Nerys had said nothing but she tried to flash a warning to Myrtle. Be careful. Don’t assume more than you can know.

It was too late. Caroline’s face crumpled and her empty coffee cup fell from her fingers and rolled on the rug. Her hands came up to her mouth and her whole body shook.

‘What is it?’ Myrtle cried. ‘What have I said?’

‘It can’t be Ralph’s baby, you see. That’s just it.’

‘Can’t?’ Myrtle persisted.

It was Nerys who stood up, retrieved the cup and put it back on the brass tray, then went to sit at Caroline’s side. She took the girl’s hands and looked into her ravaged face. ‘I think I understand,’ she murmured. ‘You don’t have to say any more if you don’t want to.’

Caroline seemed reassured by this. She collected herself and firmly shook her head. ‘No, I want to –
need
to talk about it. I came over here to Mrs McMinn, I mean Myrtle, and to you, because I knew I must. There hasn’t been anyone I could ’fess up to before, and that’s what has made it so bad. I mean, my stepmother has been decent enough, but she’s at home and I’m here, and we’ve never had that sort of a motherly conversation. That’s to say, before Ralph and I were married I knew I had to arrange matters so when I was in Delhi to buy my wedding
dress I saw the doctor there – Mrs Fanshawe gave me an address – and he fixed me up with the hideous rubber thing you’re supposed to put in.’

Her eyes held Nerys’s.

A three-letter man, Nerys remembered. That was what Archie McMinn had called Captain Bowen.

‘I had it in its box on our wedding night, all ready to put in like the doctor told me. But Ralph had drunk too much and he more or less passed out. I wasn’t all that surprised, I’d seen him drinking before, so I tried to laugh about it the next day, you know, saying something about making up for lost time. Ralph didn’t think it was funny, not at all. He made an excuse that night about feeling ill, and slept on the camp bed. After a few more days I didn’t think it was funny either. I’d be putting talcum powder on the rubber thing, and going to bed in my pretty nightdresses, and my husband never did what he was supposed to.’

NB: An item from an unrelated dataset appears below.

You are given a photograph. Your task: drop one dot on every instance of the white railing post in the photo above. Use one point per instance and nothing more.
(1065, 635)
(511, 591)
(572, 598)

‘Never?’ Myrtle whispered. Nerys could see how difficult it was for her friend to imagine such a thing. For herself, it wasn’t such a leap.

Caroline held up her head. ‘Never.’

‘My poor duck.’ Myrtle sighed.

‘I thought it must be me. Not that I was thinking I might be repulsively deformed or anything like that – I was at boarding school and I’d seen everyone else so I knew I was actually on the decent side of ordinary, if that doesn’t sound too conceited. I mean, just not being
alluring
enough. But after a while I started to think, Bloody hell, if I want to and he doesn’t, that can’t all be my fault, can it? Sometimes we’d get near to it, but I always felt he was closing his eyes so as to be somewhere else while it was happening, and never managing to detach himself quite enough actually to be able to
do
it. Does that make sense?’

‘Yes, it makes sense,’ Nerys assured her.

‘Well, after the honeymoon he was mostly with the regiment anyway. Ralph’s a soldier, so was his father, and his father, all
the way back to the battle of Waterloo or some such, and soldiering comes first, before everything else. He took the trouble to warn me about that, before we got engaged, and I was keen enough on being married to convince myself I could either change him or live with it. I mean, being realistic, how many other proposals was I going to get? I’d come all the way out here and I couldn’t go on living at the Residency for ever. Ralph was quite handsome and he seemed to want me.’

Even Nerys understood that an ambitious soldier would need a wife. The colonel and the colonel’s lady. Caroline would have been a very suitable choice.

Caroline looked down at her engagement and wedding rings. ‘It was a happy ending, wasn’t it? I was going to be Ralph’s wife, the mother of his sons. Oh,
God
.’

The tears started up again, running down her smooth pink cheeks. Myrtle passed her a handkerchief and said, ‘What about Ravi Singh?’

‘I’m sure you can guess. I shouldn’t have let him make love to me but I couldn’t stop it happening. I felt as if I was in heaven. The glamour, first of all. Everything was such fun and nothing took any effort, not like at my house where even the damned kitchen-boy ignores what I tell him to do and the dust lies an inch thick. Ravi has legions of bowing servants, and a string of sweet ponies, and a chauffeur to take him wherever he wants to go in his big car. The food’s all divine, and you should just see the silks and the silver, and he can be more idiotic and funny than any Englishman you’ve ever met.’

‘He has the time to devote to it,’ Myrtle said drily.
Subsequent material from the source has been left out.